İçte ve dışta piyasada görece bir hareketlenme olmasıyla birlikte tüketim ister istemez artacaktır. Hatta kredi coşkusu vererek, bunu da besliyorlar. 720 milyar TL’yi aşan tüketici borcu bunun en açık göstergesi.
Şayet böyle bir ortam oluşursa, bunun talebe bağlı olarak, ürün maliyetlerinde artışa neden olacağını tahmin etmek için de medyum olmaya gerek yok. Bir tarafta petrol fiyatlarının, diğer tarafta eylül itibariyle dolar talebinin de yükseleceğini dikkate alırsanız, bunların da enflasyon üzerinde baskı yapacağını düşünebiliriz.
Negatif faizle ve tükenmiş rezervlerle ekonomiyi ne kadar sürdürebileceğiz açıkçası büyük bir soru işareti. Çünkü bir tarafta dalgalı adı altında kaynakları heba ederek sabit kur uygulaması yapılıyor. Bu da döviz kurlarındaki stresi arttırıyor.

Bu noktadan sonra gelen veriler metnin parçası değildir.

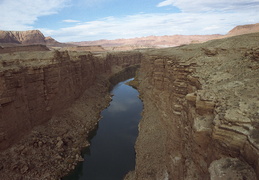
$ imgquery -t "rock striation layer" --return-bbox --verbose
[128,32,259,179]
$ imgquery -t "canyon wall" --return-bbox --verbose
[0,50,141,150]
[0,49,142,179]
[129,33,259,179]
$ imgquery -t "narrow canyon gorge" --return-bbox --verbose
[0,32,259,180]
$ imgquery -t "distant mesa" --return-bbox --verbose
[227,23,259,36]
[70,34,222,49]
[0,30,66,48]
[69,23,259,50]
[0,30,46,45]
[0,30,106,53]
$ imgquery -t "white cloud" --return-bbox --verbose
[157,0,175,7]
[157,0,259,12]
[81,0,112,6]
[0,0,69,30]
[41,11,259,42]
[63,19,81,23]
[108,101,128,112]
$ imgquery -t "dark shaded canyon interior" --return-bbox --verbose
[0,32,259,180]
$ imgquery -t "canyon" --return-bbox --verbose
[0,25,258,179]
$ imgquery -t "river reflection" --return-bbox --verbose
[63,78,143,180]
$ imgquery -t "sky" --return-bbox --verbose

Burada ortaya çıkabilecek bir olumsuzluğun faizlerden enflasyona kadar ne oranda büyük bir baskı yapacağını sanırım tahmin edebilirsiniz. Öte tarafta da üretimsizleşen, üretirken de yeterince kazanamayan bir reel sektörün, İSO Başkanı’nın tabiriyle borçlarını karşılamaya yetmeyen yapısıyla açmaz büyüyor.
Ayrıca sonbaharla birlikte enerjiden okul alışverişine kadar bir çok ihtiyacın zorunlu olarak gündeme gelmesi de işin cabası. Bu örnekleri ve gerekçeleri arka arkaya sıralamak ve listeyi uzatmak mümkün.
Fakat bir gerçek var ki, enflasyonun mevcut şartlar altında düşmesi bir yana, kontrolden çıkma ihtimali bile bulunuyor. Buna rağmen istatistik oyunlarıyla yapılacak bir düşüşün ise tek bir çıktısı olacaktır.
Alım gücünü biraz daha kaybeden tüketici; maliyetlerini yeterince fiyatlarına yansıtamayan bir reel sektör ve kaynak ihtiyacı ekonominin üzerinde daha çok baskı yapan bir yapı.
Bayram üzeri size bu denli tatsız bir haberi vermek istemezdim. Ama bir gerçek var ki, ekonomi politikası uygulamak yerine, ekonomi üzerinden kuru siyaset yapmaya kalkarsanız, ortaya çıkan sonuçlarda sapmalarınız büyük olur.
Büyük olursa ne olur? En fazla bu Merkez Bankası Başkanı da mutsuzluk verdiği için görevden alınır. Peki bu sorunu çözer mi? Daha önce çözdü mü?